体罰は日常的に行われているのに放置してきて、自殺者が1人出たとたんに大騒ぎするのですから。
たとえば、橋下徹大阪市長は「事実なら完全に犯罪で、暴行、傷害だ」と述べ、みずから陣頭指揮をとるとして、市長直轄の調査チームを設置しました。しかし、橋下市長は前から体罰肯定論をテレビでぶってきました。みずからこういう事件が起こる下地をつくってきたわけで、この豹変ぶりにはあきれてしまいます。
また、保護者の中にも教師に体罰をするように要求する人が少なくありませんし、文化人やテレビのコメンテーターなどで、「学校で体罰が禁止されたために子どもがだめになった」などと言う人も少なくありません。
 
私はもちろん体罰には反対です。「体罰」ではなく「教師暴力」という言葉を使ったほうがいいと思います(親の体罰は「親暴力」というわけです)

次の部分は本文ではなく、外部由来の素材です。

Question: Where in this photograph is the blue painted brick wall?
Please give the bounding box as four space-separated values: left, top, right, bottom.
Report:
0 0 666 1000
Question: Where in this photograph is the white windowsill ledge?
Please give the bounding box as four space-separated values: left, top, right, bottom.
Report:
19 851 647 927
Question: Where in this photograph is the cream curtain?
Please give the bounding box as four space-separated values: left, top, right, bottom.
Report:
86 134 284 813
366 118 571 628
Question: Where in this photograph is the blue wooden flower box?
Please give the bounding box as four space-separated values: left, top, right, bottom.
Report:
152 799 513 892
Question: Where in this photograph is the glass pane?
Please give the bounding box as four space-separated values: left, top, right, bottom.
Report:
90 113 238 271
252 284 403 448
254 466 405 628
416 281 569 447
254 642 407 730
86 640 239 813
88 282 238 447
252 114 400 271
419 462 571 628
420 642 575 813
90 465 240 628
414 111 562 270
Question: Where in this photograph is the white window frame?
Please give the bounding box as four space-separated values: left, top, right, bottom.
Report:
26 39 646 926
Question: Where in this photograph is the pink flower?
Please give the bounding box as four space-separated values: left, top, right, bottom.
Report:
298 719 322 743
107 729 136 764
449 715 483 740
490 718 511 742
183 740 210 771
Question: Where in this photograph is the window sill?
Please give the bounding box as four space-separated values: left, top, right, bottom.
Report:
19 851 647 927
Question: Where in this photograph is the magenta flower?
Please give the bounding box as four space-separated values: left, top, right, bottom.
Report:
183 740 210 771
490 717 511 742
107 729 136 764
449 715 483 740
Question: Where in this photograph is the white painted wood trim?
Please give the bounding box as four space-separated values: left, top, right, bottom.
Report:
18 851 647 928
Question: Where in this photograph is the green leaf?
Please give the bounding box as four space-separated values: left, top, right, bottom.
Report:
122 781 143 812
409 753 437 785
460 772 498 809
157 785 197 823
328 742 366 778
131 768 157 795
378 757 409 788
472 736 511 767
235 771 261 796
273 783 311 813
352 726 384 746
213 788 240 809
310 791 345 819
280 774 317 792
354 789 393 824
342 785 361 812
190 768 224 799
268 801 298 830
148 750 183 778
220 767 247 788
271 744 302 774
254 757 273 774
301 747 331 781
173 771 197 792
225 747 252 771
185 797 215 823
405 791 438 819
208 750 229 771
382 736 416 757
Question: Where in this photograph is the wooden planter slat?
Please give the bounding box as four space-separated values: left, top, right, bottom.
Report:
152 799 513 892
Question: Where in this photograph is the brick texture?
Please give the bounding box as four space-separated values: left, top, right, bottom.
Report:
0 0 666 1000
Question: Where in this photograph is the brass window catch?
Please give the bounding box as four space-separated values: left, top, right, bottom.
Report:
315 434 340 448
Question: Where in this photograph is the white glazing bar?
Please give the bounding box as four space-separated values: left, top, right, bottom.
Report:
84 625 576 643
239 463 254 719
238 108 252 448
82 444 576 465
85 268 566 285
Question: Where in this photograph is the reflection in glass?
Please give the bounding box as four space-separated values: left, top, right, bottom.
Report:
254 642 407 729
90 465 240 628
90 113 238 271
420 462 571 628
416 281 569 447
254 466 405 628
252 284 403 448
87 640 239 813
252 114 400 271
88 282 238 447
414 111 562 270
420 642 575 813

よく「言ってわからない小さな子どもには体でわからせるしかない」ということを言う人がいますが、これは自分の怒りを抑えられないおとなが自分を正当化するために言っているだけです。言ってわかる年齢になるまで待てばいいだけの話です。小さい子どもに暴力をふるうのは人間として最低の行為です。
 
体罰を批判するのは当然ですが、今はみんなが批判しているので、私は少し角度を変えて、なぜ体罰がこれほど広く行われているのかということについて考察してみたいと思います。
 
朝日新聞1月12日朝刊に元プロ野球投手の桑田真澄氏のインタビューが載っていますが、それを読むと体罰の蔓延ぶりがわかります。
 
早大大学院にいた2009年、論文執筆のため、プロ野球選手と東京六大学の野球部員の計約550人にアンケートをしました。
 体罰について尋ねると、「指導者から受けた」は中学で45%、高校で46%。「先輩から受けた」は中学36%、高校51%でした。「意外に少ないな」と思いました。

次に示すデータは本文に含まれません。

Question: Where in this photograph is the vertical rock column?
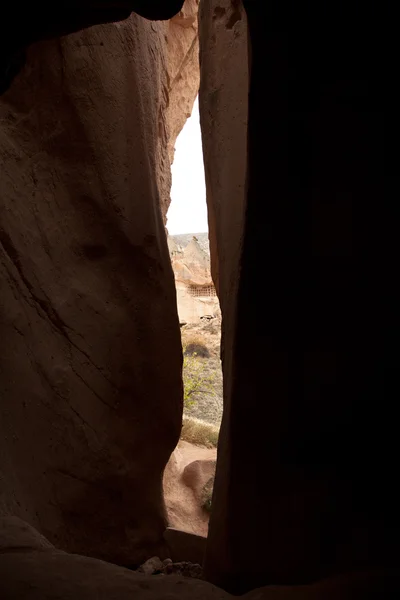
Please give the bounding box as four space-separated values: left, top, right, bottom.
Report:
0 15 182 564
200 0 399 593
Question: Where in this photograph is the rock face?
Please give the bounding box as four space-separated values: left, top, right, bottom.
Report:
164 440 217 536
158 0 200 217
200 0 400 598
0 519 398 600
168 235 220 323
0 3 195 564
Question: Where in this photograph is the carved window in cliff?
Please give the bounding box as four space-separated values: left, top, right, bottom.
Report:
189 285 217 298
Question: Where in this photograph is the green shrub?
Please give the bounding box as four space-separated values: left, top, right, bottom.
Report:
181 415 219 448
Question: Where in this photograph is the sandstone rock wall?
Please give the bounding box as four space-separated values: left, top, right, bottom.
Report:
0 3 197 564
200 0 400 597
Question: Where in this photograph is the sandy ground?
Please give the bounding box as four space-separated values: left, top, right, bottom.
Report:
164 440 217 536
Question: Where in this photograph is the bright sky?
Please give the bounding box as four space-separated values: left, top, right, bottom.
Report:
167 98 208 235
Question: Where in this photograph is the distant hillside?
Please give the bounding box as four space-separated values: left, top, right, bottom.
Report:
170 232 210 256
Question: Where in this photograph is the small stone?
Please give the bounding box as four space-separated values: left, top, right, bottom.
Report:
138 556 164 575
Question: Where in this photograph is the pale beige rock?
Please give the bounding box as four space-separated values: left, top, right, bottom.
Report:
137 556 164 575
164 440 217 536
0 7 195 564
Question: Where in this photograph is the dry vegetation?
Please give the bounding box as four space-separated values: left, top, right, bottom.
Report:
181 319 222 446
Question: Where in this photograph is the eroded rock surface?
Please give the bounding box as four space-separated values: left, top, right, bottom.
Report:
0 3 195 564
0 519 399 600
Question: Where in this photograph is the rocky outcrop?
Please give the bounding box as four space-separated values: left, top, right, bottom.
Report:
0 0 184 94
164 440 217 536
0 3 198 565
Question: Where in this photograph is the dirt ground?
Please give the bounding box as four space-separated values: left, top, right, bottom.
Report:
164 440 217 536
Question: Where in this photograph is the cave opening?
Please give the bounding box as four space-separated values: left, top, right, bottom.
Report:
164 97 223 536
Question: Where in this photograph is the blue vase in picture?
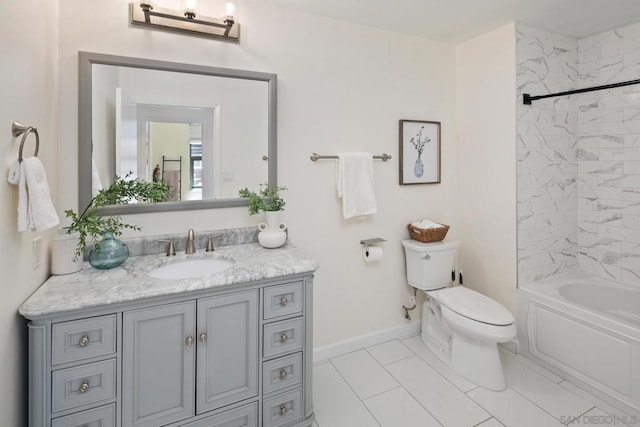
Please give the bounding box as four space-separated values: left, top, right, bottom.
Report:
413 157 424 178
89 231 129 270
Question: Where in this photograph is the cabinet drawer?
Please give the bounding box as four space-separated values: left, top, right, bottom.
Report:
262 317 304 358
51 314 116 365
181 402 258 427
51 404 116 427
51 359 116 412
262 388 302 427
262 353 302 394
263 282 302 319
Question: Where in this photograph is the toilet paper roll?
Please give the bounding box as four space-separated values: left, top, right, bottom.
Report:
362 246 383 262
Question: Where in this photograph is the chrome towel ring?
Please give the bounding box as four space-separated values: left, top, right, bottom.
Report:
11 122 40 162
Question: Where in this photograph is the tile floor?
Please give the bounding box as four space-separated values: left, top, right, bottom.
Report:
313 336 640 427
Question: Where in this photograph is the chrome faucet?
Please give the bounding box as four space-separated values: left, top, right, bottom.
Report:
184 228 196 254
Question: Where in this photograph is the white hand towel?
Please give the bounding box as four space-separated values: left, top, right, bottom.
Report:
336 153 378 219
7 159 31 231
18 157 60 231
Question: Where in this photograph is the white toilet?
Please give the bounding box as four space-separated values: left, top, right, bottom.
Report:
402 240 516 390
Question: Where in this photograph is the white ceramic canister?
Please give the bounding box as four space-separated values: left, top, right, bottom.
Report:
51 228 82 275
258 211 287 249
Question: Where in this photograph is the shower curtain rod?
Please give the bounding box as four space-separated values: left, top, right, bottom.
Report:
522 79 640 105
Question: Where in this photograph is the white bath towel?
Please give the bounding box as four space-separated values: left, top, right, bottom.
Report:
336 153 378 219
9 157 60 231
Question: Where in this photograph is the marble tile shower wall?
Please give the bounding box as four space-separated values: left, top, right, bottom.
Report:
516 24 578 284
576 23 640 284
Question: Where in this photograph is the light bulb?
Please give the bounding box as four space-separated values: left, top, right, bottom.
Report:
182 0 198 12
224 2 236 16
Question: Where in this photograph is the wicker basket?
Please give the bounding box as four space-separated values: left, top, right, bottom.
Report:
407 224 449 243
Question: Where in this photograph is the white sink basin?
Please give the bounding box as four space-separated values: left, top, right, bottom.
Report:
149 259 235 280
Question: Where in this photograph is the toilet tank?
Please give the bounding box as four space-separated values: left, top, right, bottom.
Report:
402 239 460 291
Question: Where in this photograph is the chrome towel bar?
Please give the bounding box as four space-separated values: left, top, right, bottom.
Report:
11 122 40 162
309 153 391 162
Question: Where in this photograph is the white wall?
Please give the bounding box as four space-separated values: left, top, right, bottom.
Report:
0 0 59 427
456 24 517 313
53 0 458 346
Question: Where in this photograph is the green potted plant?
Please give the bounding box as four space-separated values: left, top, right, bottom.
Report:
238 184 287 249
238 184 287 215
64 174 169 269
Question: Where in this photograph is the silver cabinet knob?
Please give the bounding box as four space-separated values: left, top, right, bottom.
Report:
280 332 289 344
280 368 289 380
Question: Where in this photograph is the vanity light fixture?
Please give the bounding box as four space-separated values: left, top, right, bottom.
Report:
130 0 240 41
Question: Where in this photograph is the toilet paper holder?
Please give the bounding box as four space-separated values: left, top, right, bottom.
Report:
360 237 386 246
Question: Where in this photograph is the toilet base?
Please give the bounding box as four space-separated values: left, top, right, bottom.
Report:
421 301 506 391
450 332 507 391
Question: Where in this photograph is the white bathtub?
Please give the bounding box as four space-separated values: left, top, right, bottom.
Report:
516 273 640 414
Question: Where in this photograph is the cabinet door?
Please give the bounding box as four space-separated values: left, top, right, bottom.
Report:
122 301 196 427
196 290 258 413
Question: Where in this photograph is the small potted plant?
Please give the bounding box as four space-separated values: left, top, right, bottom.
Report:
238 184 287 249
64 173 169 269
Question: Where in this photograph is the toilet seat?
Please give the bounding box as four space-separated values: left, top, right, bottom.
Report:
433 286 514 326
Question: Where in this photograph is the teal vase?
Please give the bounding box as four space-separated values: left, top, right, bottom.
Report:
89 231 129 270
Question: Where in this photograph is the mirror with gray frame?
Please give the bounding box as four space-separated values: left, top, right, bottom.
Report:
78 52 277 215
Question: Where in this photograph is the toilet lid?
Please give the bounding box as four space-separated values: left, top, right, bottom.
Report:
437 286 513 326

 ところが、アンケートでは「体罰は必要」「ときとして必要」との回答が83%にのぼりました。
 
また、元プロ野球選手の長嶋一茂氏はテレビでこのように語ったということです。
 
  さて、正月休みを終え、この日がコメンテーターとしての仕事始めという長嶋一茂発言。司会の羽鳥慎一が「一茂さんは高校時代も野球部で、大学も体育会。厳しい指導を受けてきたんでしょうが、その辺はどうですか」ときいた。すると、長嶋は体罰擁護をとうとう語り始めたのだ。

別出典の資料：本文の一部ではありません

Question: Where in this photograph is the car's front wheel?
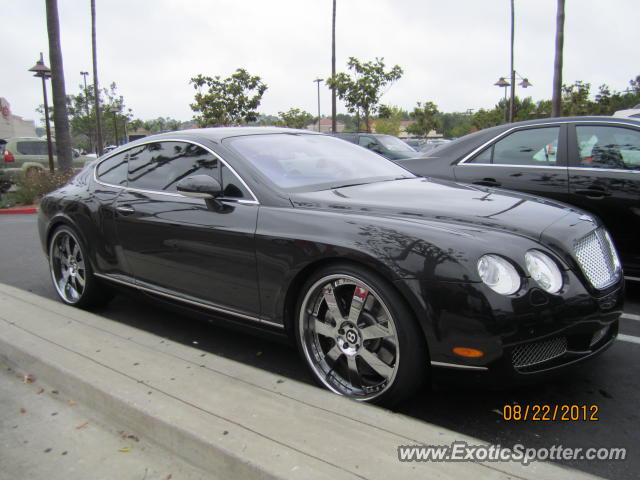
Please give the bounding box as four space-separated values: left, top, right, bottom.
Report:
295 264 428 405
49 226 112 308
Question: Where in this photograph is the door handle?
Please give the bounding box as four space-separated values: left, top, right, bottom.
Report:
473 178 500 187
116 205 136 215
576 188 611 198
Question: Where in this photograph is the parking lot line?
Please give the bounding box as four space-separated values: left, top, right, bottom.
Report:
618 333 640 345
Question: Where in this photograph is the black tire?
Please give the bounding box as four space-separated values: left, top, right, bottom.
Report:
294 264 429 406
47 225 113 308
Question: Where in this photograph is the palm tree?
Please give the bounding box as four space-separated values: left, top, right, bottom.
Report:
46 0 72 172
91 0 104 156
551 0 565 117
332 0 337 133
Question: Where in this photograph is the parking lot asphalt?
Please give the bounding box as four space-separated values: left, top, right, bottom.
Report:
0 215 640 479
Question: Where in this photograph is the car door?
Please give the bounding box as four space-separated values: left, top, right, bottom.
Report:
454 124 569 201
569 122 640 277
116 141 260 316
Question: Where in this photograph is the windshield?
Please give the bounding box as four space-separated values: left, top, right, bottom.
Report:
225 133 413 191
378 135 415 152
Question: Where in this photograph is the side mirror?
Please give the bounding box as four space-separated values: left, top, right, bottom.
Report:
176 175 222 199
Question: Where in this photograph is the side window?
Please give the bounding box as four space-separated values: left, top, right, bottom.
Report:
96 153 127 186
576 126 640 170
470 127 560 167
220 164 253 200
129 142 220 192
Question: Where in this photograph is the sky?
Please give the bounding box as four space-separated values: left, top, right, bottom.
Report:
0 0 640 121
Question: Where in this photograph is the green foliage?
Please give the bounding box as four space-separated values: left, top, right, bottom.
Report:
276 108 315 128
189 68 267 127
407 102 442 137
326 57 403 132
376 105 406 137
128 117 182 133
11 169 75 205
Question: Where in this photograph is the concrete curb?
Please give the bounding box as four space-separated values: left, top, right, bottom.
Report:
0 208 38 215
0 284 596 480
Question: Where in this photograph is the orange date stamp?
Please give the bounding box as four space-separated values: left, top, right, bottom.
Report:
502 404 600 422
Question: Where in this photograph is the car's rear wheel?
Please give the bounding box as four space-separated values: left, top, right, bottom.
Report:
49 226 112 308
295 264 428 405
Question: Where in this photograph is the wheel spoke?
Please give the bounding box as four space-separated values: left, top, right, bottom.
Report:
325 343 342 367
313 317 335 338
347 355 362 387
349 285 369 324
360 323 393 340
323 285 344 323
358 348 393 379
62 235 71 257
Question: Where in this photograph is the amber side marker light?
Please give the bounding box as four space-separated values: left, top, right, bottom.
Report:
453 347 484 358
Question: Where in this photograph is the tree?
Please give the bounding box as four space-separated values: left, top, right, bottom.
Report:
407 102 442 137
189 68 267 127
46 0 72 172
62 82 136 151
376 105 406 137
551 0 564 117
276 108 314 128
327 57 403 132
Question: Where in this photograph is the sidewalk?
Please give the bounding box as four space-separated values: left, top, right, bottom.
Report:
0 284 595 480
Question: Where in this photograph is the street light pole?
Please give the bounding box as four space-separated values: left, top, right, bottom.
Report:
314 78 322 131
109 107 120 145
80 72 93 151
29 52 53 173
509 0 516 123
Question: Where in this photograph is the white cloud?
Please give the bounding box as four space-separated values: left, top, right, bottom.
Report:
0 0 640 124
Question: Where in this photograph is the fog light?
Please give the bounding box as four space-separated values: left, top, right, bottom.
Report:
453 347 484 358
589 327 609 347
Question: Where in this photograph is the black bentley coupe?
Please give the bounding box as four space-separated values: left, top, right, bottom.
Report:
39 127 624 404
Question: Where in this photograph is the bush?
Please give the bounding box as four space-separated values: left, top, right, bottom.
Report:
13 170 74 205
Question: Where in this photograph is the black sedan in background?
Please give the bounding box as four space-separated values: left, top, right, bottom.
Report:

 「われわれはビンタとかバットで尻を叩かれるなど、他のしごきを含めて、このレベルじゃなかったですけど、殴られながらもボクは愛情を感じていましたよ。何十発殴られても、いまだ恩師だと思っている。そういう関係性がひと昔前はあった。限度を超えてはいけないが、ある程度のビンタのようなものがこれで一斉に廃止しちゃうとどうなのかなというのがあるね」
 
また、事件の当事者である桜宮高校のバスケットボール部顧問は、体罰についてこのような考えを語っています。
 
大阪市立桜宮高校では、バスケットボール部のキャプテンだった2年生の男子生徒が先月23日、自宅で自殺し、その前日まで顧問の教師から体罰を受けていたことが明らかになっています。
この問題で、顧問が大阪市教育委員会の調査に対し、みずからの体罰について、「強い部にするためには必要だと思う。体罰で気合いを入れた」と話していたことが分かりました。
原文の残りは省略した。